Insights From: Hope S. Rugo, MD, UCSF Helen Diller Family Comprehensive Cancer Center; Sara Hurvitz, MD, UCLA Jonsson Comprehensive Cancer Center
Debu Tripathy, MD: Abemaciclib is a CDK inhibitor that’s a little bit different in its biology from palbociclib and ribociclib. It was initially tested in patients who were refractory to multiple endocrine therapies, so in later lines of therapy as a single agent. It’s given on a continuous dosing, not 21 days on and 7 days off, and that actually showed a significant amount of activity, more than we would typically see with a biological therapy in this population. It was approved for that indication, but it was also approved on the basis of the MONARCH-2 study in combination with fulvestrant, so in the second-line setting as well. So, those are the 2 areas in which it’s approved.
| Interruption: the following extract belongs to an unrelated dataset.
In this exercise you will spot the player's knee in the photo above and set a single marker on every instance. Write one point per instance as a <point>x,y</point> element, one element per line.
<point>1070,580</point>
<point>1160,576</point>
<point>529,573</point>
So, the MONARCH-1 study was a single arm study that looked at patients who had received multiple lines of hormonal therapy and even cytotoxic therapy, and it showed significant activity, more than we typically see with other biological therapies in this space. That led to the approval or part of the approval in the refractory setting for hormone receptor-positive and HER2-negative breast cancer. The MONARCH-2 study was presented later, and that was in the second-line setting, fulvestrant plus or minus abemaciclib, and that actually showed very similar benefits that we’ve seen with CDK4/6 inhibitors, a doubling of progression-free survival.
Abemaciclib is a drug that we have used for refractory disease, and we have a protocol in which we’re designing to use it in an expanded group of patients who may actually have certain biological characteristics that imply that they will be very sensitive to this drug. The one thing about abemaciclib is its toxicity profile is a little bit different. You have a little more in the way of GI toxicities, but less in the way of hematologic toxicities. It’s given continuously, so there isn’t a cyclical drop in the neutrophil counts as well.